Paul Roe

Personal information
- Date of birth: 21 November 1959
- Place of birth: Manchester, England
- Date of death: 5 October 2019 (aged 59)
- Place of death: Tampa, Florida
- Position(s): Forward

Senior career*
- Years: Team / Apps / (Gls)
- 1978: Toronto Metros-Croatia / 7
- 1979: Toronto Blizzard
- 1979–1980: Edmonton Drillers / 4
- 1980–1981: Edmonton Drillers (indoor) / 11 / (3)
- 1981: Hamilton Steelers
- 1981–1982: Tampa Bay Rowdies (indoor) / 7 / (4)
- 1982: Tampa Bay Rowdies / 17
- 1983–1984: Tacoma Stars (indoor) / 47 / (2)
- 1986–1987: Tampa Bay Rowdies (indoor)
- 1988–1990: Tampa Bay Rowdies / 31

International career
- 1976–1979: Canada U-20 / 6

= Paul Roe =

Anglo-Canadian soccer player

Paul Roe (born 21 November 1959 - 5 October 2019) was a Canadian soccer player who spent five years in the North American Soccer League and one in the Major Indoor Soccer League. He also played in Canada's National Soccer League, the American Indoor Soccer Association, the American Soccer League and the American Professional Soccer League.

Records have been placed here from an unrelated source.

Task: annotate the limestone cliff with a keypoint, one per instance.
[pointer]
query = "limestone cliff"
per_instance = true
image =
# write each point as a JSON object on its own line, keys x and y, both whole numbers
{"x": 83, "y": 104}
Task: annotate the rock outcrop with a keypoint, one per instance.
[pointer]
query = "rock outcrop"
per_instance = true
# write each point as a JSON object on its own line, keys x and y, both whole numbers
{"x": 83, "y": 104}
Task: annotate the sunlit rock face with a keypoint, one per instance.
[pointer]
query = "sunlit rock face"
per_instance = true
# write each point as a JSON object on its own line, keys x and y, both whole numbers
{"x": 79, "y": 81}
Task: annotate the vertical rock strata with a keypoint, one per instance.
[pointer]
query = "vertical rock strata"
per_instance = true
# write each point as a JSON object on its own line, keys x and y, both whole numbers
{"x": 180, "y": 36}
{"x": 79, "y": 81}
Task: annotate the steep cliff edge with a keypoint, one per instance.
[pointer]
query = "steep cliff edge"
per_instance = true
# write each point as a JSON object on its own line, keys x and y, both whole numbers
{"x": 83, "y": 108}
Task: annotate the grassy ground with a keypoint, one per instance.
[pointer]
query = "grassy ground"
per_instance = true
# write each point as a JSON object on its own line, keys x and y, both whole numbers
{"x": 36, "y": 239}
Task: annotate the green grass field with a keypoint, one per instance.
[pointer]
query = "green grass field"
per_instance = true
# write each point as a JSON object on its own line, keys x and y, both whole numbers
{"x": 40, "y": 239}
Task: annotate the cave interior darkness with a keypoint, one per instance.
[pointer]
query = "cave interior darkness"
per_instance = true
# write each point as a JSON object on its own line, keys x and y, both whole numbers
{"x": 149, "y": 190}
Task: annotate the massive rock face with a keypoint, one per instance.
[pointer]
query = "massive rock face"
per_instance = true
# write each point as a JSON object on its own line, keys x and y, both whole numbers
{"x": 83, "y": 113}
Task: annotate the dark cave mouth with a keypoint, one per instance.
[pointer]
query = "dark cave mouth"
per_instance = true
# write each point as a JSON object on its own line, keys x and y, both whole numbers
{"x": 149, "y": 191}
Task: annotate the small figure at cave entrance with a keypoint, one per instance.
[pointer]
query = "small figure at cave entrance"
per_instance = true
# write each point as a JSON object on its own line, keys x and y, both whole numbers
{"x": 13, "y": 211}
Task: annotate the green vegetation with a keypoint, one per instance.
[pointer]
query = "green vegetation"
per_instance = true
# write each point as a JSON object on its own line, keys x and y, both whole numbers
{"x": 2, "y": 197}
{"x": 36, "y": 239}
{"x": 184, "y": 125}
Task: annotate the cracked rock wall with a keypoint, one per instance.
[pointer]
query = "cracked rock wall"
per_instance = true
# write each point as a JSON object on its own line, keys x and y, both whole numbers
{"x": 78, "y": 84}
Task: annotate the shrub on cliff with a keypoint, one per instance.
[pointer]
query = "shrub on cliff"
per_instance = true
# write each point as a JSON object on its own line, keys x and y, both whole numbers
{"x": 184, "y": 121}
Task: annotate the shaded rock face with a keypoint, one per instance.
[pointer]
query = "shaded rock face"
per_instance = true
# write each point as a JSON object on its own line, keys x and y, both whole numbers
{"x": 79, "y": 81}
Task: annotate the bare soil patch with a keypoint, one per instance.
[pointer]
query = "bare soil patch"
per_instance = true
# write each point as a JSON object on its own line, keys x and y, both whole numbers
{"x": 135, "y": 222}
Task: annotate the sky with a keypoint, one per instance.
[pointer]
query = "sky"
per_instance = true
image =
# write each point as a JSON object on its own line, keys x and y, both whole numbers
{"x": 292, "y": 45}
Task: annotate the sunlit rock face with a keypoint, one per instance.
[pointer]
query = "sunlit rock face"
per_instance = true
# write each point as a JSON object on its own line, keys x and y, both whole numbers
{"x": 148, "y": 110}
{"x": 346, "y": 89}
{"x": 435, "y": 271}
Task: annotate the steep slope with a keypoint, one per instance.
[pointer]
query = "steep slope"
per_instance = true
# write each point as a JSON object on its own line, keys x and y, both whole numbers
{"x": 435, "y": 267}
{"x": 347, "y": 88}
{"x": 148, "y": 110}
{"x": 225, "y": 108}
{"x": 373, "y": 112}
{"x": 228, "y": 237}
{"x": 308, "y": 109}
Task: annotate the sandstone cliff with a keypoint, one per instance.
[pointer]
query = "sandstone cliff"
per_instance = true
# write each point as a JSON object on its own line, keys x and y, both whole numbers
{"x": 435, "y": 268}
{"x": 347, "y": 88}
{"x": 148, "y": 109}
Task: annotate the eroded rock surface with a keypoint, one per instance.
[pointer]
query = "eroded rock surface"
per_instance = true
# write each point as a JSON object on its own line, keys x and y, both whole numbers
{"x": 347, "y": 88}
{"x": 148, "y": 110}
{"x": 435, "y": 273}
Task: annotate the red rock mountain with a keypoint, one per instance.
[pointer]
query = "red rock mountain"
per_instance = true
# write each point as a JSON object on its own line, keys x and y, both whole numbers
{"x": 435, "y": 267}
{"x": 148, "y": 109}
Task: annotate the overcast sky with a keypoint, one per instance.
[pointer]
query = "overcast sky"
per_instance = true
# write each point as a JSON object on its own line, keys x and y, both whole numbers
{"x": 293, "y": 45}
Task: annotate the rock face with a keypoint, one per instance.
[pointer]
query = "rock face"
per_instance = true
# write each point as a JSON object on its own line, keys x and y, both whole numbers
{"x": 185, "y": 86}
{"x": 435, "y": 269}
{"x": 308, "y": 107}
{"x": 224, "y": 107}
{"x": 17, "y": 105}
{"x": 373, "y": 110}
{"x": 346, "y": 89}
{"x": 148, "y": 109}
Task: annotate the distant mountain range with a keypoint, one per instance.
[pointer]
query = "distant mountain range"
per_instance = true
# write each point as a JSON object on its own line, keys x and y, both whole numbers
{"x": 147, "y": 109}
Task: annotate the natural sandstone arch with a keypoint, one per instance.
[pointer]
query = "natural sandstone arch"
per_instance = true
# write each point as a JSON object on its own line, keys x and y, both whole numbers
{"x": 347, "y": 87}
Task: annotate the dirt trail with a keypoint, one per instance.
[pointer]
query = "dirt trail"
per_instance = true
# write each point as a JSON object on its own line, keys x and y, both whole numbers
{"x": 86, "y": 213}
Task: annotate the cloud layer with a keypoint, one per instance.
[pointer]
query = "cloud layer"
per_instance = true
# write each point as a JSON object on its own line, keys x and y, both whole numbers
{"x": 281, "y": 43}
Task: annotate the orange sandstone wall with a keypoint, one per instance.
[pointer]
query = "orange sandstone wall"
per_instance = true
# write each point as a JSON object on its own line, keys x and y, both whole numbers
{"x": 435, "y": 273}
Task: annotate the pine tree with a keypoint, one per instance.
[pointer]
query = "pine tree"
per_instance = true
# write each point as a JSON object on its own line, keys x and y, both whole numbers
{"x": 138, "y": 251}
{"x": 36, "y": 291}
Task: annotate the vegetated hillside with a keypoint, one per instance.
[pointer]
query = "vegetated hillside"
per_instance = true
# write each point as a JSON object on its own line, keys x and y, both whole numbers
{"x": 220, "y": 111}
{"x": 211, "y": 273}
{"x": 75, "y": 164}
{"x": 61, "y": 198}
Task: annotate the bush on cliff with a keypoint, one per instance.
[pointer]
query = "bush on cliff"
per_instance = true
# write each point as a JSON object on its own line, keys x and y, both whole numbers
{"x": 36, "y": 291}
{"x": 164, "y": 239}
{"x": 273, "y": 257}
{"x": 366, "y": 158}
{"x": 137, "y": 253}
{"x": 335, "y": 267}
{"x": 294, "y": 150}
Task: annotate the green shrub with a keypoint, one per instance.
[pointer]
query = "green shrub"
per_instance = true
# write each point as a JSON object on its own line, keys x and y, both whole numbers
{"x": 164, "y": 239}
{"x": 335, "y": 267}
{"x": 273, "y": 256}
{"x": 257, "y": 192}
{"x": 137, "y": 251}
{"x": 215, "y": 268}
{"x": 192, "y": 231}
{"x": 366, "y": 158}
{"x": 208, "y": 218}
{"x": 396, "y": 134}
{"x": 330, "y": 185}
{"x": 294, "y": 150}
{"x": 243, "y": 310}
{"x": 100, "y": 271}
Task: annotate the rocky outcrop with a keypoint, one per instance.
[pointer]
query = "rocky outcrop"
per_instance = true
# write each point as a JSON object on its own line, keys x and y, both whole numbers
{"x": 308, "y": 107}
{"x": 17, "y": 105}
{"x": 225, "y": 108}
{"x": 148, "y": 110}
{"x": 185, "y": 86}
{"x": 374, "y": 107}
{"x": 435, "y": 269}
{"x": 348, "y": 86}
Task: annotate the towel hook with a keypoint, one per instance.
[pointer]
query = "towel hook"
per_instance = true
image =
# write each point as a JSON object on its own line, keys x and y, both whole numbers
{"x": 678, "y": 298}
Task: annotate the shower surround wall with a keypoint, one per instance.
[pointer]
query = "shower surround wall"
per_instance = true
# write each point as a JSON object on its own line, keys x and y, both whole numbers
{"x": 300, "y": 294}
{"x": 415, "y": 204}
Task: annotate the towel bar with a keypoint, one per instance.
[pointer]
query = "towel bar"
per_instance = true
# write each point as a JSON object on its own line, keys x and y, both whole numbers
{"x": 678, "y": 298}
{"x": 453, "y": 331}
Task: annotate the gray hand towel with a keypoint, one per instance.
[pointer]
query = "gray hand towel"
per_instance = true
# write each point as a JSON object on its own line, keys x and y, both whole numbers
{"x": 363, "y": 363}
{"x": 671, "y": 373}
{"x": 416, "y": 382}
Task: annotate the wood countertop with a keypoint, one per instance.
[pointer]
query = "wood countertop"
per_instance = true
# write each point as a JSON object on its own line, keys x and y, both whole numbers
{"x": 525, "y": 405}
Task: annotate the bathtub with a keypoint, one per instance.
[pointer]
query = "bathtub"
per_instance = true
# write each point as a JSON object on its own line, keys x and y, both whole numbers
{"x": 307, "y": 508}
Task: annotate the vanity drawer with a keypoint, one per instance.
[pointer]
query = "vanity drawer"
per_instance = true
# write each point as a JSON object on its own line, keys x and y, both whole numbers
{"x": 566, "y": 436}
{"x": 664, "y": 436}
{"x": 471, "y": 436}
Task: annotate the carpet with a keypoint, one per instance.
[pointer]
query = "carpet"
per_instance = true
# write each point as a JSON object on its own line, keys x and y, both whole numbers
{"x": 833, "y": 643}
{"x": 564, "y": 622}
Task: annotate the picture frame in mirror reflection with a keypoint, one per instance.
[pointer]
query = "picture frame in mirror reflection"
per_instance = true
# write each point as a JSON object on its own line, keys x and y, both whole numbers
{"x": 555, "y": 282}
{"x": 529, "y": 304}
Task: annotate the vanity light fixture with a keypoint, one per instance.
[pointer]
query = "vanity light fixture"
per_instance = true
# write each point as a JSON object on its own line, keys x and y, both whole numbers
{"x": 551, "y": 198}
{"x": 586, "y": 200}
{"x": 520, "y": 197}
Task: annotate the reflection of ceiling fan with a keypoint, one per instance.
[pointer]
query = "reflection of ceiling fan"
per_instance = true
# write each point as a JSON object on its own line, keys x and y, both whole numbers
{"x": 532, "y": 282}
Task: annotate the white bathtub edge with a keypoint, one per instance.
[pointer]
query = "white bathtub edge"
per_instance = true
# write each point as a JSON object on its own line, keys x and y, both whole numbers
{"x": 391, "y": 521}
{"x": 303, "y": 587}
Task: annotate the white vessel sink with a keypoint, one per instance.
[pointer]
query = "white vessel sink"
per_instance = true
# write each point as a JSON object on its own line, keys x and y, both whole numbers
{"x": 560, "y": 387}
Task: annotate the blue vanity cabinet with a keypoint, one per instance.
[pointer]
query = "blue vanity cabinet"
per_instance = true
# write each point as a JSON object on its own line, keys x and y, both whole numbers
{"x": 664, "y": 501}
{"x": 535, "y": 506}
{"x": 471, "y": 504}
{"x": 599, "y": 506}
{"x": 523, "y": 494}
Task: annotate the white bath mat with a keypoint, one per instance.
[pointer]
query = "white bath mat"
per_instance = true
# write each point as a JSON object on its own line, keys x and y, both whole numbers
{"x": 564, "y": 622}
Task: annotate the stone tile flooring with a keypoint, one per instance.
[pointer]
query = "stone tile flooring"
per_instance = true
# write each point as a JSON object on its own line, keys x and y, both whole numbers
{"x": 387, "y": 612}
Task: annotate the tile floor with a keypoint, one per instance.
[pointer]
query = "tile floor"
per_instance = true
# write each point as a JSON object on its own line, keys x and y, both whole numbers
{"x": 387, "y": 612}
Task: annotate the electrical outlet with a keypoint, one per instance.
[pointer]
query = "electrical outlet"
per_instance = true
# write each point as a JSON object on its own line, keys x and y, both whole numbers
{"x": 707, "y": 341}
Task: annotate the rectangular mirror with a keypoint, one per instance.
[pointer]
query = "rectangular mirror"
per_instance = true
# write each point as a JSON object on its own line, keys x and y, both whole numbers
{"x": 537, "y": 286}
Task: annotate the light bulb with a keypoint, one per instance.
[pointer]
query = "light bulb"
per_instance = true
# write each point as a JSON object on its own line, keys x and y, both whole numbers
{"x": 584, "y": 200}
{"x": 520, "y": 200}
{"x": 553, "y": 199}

Roe represented Canada at the U20 level six times. He played for Toronto Metros-Croatia in 1978 before getting released in June 1979. After his release, Roe was quickly picked up by the Edmonton Drillers and won an NASL indoor title in 1980–81 with them. Roe spent the summer of 1981 with the Hamilton Steelers, who won the NSL title. The following season, 1981–82, he was an indoor runner up with the Tampa Bay Rowdies.

Roe was born in Manchester, England. He was the younger brother of Canadian international soccer player, Peter Roe.